I specify Bergman because the film is essentially Tarkovsky's homage to the Swedish master. As the lead he cast Bergman regular Erland Josephson, he utilises Bergman's favored cinematographer Sven Nykvist, and he even attempted to shoot the film on the Island of Faro, but eventually due to military intervention had to shoot on an island near Bergman's beloved Faro.
The film stars Josephson as Alexander, a married Father of 2 children Marta and Little Man. The takes place on his birthday, and also the eve of Nuclear War. As his party begins he is surrounded by friends and family, and then the announcement comes across the radio waves that nuclear war is going to start, and Alexander begins to experience visions.

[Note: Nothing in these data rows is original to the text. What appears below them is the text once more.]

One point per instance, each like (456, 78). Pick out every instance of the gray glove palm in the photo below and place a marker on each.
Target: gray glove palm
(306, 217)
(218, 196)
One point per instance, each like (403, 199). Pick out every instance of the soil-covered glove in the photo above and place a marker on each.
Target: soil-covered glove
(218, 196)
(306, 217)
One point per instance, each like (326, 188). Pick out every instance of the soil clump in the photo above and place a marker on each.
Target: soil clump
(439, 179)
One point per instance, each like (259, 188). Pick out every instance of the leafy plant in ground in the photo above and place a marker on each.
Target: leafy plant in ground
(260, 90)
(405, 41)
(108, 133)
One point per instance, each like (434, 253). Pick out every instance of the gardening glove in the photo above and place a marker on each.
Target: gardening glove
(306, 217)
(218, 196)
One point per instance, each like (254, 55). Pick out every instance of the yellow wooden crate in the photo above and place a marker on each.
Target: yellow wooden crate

In despair he visits the home of his housemaid, who his friend and postman Otto speculates is a witch. When that does nothing, he turns to God, and offers everything he has in a sacrifice to the almighty.
The Sacrifice plays one part Bergman homage, mixed with some of the delirium of a David Lynch movie, and the power, beauty, and spirituality that is at the forefront of Tarkovsky's cinema. I like to see the character of Alexander as a Tarkovsky cypher, a man who is the pillar of his family and community brought down by an oncoming tragedy and looking for a return to the normality of time's past.

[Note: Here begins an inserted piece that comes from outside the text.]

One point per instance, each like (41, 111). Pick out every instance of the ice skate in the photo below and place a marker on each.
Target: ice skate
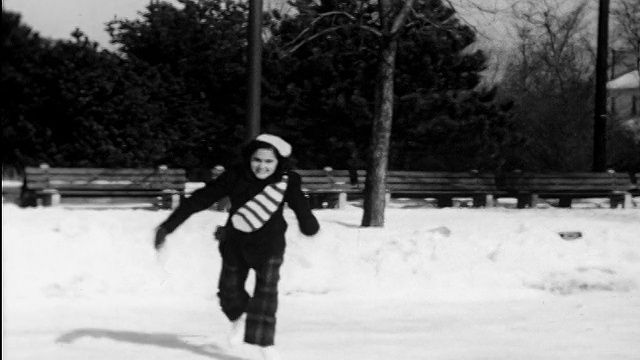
(236, 335)
(270, 353)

The Sacrifice courtesy of the direction by Tarkovsky coupled with the cinematography of Nykvist falls into the category of movies where each frame is so beautiful you could practically pause the film at any point, print the image and stick it on the wall in a museum. Which brings me to another of my feelings of the film. The look of the film it starts out with some semblance of color in the frame, but as the tragedy begins to unfold, color begins to dwindle from the frame leaving this almost classic photograph look to the image. This gave me the feeling that these frames were like images from a photo album, taken in some distant cold war past, and we are seeing them come to life as cinema. Granted, I doubt it was Tarkovsky's intention, but that is what I personally took away from it.
The performances offer a feeling of intense desperation, and much like Bergman's trilogy of early 60's Chamber dramas (Through a Glass Darkly, Winter Light, The Silence) that The Sacrifice takes its primary influence from, it's the characters and their interactions and performances that really keep the viewer watching. It's sad to think that cinema lost such a profoundly great director after only a handful of films, but watching The Sacrifice as a coda to Tarkovsky's filmography one of the greatest achievements of the film is how it seems to tie together the various themes and issues Tarkovsky used throughout his career into one gorgeous cinematic package.

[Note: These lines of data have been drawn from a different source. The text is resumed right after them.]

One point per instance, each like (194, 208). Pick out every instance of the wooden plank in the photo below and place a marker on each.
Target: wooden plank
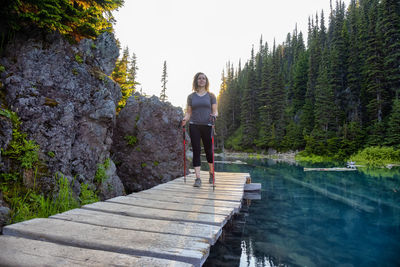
(218, 182)
(252, 187)
(180, 248)
(208, 195)
(21, 252)
(206, 186)
(209, 232)
(172, 206)
(189, 200)
(190, 189)
(160, 214)
(330, 169)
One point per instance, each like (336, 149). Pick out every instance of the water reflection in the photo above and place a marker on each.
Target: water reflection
(313, 219)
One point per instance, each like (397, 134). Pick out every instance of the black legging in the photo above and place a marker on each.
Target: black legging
(204, 132)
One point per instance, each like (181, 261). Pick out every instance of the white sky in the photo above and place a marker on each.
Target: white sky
(204, 35)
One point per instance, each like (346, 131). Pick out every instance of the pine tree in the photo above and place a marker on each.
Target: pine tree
(163, 95)
(389, 26)
(376, 95)
(248, 114)
(78, 19)
(393, 132)
(354, 77)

Kino has really become one of the greatest restoration companies in HD, and the Sacrifice BD just adds to the roster of great work done to great films, and while it is not exactly a perfect transfer the sheer clarity of this 1:66:1 1080p will definitely stun the Tarkovsky faithful. There is a tad bit of film grain, colors are good, and flesh tones are accurate. The only negative is that there appears to be some DNR applied which takes some of the natural film like texture away, and leaves a slightly slicker image.
The audio is presented in a Dolby Digital 2.0 Swedish track. The track is fairly good throughout, dialogue is clean and clear throughout, and music and effects are balanced well. There are some minor audio imperfections on the track, but they are rare, and do not take away from the track as a whole.
The Extras (4/5)
While there is not a lot of exclusive information pertaining to the Sacrifice on this BD set. Kino has seen hit to include the wonderful documentary Directed by Andrei Tarkovsky on the 2nd disc of the set. The film is 97 minutes in length, and covers Tarkovsky's whole filmography, although it does contain some great segments on the Sacrifice, which include Tarkovsky working on the film. Aside from that there is a still gallery, and trailers for other Kino releases.
The Sacrifice is the 2nd Tarkovsky to make it to Blu-ray (right behind my favorite Solaris!). The image is gorgeous, and for the price of one film you 2 with the companion documentary Directed by Andrei Tarkovsky. If you are a fan of beautiful, thinking man's cinema than this film comes Highly Recommended.